A Season in France (Une Saison en France) is a 2017 French drama film directed by Mahamat Saleh Haroun. It was screened in the Special Presentations section at the 2017 Toronto International Film Festival. The film opened the Afrika Filmfestival in Louvain, Belgium in April 2018 and is distributed in the Benelux by Imagine.

==Cast==
- Sandrine Bonnaire as Carole Blaszak
- Eriq Ebouaney as Abbas Mahadjir

==Plot==
The film is set in 2016. Abbas Mahadjir was a French teacher in the Central African Republic. He fled with his family, including his brother, from one of the civil wars that struck his country. He is haunted by the memory of his wife, killed during their flight. He now lives in France [the film is set in the Paris suburbs] with his two young children, Asma and Yacine, who go to school. He works in a fruit and flower market, and skips between borrowed and rented apartments. He meets Carole at the market, a florist of Polish origin with whom he establishes a relationship.

When his asylum application is rejected by OFPRA (Office français de protection des réfugiés et apatrides), Abbas initiates an appeal. When this in turn is rejected, he is served with an 'obligation to leave' notice, within 30 days. Now without work and housing, and "sans papiers", Abbas and his children find refuge with Carole. His brother, who had been a philosophy lecturer in the CAR, also has his asylum application rejected, and he self-immolates in the immigration office, later dying from his injuries.

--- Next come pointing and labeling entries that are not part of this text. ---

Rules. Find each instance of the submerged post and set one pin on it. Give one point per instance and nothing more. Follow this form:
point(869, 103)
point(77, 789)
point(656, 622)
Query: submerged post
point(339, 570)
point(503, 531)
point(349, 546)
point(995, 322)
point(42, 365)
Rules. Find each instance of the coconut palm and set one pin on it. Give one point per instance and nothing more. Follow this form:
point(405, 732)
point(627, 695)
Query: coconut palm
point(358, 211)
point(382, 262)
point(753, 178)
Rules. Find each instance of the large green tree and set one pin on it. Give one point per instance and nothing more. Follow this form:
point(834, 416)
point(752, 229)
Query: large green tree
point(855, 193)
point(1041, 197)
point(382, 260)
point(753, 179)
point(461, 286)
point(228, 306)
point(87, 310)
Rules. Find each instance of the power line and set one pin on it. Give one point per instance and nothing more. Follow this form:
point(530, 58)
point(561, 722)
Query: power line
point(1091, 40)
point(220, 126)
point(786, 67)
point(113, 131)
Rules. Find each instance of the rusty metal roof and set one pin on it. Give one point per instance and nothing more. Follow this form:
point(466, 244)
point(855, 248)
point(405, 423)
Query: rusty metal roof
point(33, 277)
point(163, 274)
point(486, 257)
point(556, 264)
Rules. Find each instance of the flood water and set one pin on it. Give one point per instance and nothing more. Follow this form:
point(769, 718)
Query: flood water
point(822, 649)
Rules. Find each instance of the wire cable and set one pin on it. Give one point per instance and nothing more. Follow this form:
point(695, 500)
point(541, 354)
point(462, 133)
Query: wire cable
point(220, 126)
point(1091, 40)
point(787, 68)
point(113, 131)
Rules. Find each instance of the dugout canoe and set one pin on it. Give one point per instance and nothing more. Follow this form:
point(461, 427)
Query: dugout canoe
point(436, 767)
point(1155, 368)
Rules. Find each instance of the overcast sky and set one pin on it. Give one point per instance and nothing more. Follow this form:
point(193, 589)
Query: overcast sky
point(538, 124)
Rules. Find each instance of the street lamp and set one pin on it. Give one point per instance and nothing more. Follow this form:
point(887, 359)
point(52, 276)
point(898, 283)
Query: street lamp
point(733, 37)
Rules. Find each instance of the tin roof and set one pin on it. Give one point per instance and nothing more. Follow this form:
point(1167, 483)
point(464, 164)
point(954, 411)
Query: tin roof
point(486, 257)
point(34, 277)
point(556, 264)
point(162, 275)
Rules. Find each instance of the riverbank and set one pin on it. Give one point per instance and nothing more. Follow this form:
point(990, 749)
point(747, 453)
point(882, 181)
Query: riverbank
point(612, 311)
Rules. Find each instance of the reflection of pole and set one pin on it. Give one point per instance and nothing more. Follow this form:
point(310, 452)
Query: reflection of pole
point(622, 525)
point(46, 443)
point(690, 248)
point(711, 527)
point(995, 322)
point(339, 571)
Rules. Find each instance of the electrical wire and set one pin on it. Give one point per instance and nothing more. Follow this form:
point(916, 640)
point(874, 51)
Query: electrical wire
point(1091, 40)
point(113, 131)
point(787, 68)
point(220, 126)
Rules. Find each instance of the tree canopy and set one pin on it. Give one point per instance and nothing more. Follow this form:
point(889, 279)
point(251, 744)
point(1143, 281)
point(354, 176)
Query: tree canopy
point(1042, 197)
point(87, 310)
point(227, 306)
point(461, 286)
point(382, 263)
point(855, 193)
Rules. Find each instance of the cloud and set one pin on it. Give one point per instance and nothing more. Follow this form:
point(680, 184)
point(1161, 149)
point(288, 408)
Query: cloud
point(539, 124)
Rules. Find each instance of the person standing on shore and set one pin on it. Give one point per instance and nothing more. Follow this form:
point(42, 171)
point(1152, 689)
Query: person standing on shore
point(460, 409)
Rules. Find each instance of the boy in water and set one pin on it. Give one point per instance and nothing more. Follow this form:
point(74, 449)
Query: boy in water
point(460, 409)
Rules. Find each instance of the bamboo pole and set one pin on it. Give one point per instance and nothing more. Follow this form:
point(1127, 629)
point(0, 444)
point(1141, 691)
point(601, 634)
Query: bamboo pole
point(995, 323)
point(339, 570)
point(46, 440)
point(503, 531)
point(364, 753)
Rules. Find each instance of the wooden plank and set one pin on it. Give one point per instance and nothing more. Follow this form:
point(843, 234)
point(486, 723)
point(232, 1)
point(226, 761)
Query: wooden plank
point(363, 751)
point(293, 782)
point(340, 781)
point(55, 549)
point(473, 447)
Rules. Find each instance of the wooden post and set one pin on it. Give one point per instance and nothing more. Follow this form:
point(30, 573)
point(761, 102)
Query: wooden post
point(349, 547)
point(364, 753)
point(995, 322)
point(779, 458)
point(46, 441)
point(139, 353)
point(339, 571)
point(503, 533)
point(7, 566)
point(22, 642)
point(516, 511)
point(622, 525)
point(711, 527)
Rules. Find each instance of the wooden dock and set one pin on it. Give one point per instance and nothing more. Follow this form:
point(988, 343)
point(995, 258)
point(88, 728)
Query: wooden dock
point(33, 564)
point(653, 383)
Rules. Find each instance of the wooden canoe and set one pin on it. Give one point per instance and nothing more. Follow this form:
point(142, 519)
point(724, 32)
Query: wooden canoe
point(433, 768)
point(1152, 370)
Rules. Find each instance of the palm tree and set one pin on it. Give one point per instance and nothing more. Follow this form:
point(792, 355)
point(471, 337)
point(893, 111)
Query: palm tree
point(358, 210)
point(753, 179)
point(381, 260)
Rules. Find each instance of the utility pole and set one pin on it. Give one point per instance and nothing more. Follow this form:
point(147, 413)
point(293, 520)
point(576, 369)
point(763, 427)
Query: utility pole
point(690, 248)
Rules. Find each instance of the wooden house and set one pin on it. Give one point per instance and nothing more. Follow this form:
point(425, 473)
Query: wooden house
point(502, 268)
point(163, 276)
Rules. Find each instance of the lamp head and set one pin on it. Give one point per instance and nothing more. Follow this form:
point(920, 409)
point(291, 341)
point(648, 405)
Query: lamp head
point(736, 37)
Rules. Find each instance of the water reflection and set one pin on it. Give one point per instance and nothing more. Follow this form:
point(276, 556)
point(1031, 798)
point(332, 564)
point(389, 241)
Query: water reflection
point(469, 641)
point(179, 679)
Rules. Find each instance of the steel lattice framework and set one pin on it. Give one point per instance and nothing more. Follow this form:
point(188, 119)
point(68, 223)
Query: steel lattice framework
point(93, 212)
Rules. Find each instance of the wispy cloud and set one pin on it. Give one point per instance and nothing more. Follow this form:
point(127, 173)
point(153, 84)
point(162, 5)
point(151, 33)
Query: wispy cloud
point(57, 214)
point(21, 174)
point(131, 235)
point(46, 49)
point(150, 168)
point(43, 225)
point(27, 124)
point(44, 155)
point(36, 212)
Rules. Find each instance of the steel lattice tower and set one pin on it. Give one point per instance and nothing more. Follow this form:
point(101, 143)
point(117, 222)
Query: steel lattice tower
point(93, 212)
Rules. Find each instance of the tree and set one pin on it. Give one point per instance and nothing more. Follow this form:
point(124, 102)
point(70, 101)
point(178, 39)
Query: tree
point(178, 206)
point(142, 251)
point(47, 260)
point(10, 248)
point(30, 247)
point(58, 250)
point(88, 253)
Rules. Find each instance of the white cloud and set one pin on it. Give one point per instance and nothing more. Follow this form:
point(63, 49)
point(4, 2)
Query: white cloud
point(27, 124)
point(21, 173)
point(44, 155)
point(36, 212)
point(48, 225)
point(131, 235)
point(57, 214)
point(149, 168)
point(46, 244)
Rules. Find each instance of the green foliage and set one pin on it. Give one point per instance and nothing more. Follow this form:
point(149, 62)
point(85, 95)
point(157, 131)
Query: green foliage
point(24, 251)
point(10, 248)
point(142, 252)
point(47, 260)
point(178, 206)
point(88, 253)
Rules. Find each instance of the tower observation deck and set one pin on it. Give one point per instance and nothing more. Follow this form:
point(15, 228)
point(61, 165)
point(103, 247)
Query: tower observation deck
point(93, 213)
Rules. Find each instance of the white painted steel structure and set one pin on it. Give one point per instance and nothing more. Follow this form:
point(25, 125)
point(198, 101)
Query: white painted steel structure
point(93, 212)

At the end of the statutory 30 days, suffering extreme distress, Abbas does not file an appeal with his last hope, the chairman of the administrative tribunal. When the police summon Carole to the police station and inform her of the penalties incurred for helping foreign over-stayers, he prefers to flee with his children without leaving an address or contact. Carole tries in vain to find any trace of them in the Calais Jungle migrant camp, which had been cleared and dismantled a few hours earlier.

==Reception==
On review aggregator website Rotten Tomatoes, the film holds an approval rating of 92% based on 12 reviews, with an average rating of 6.8/10.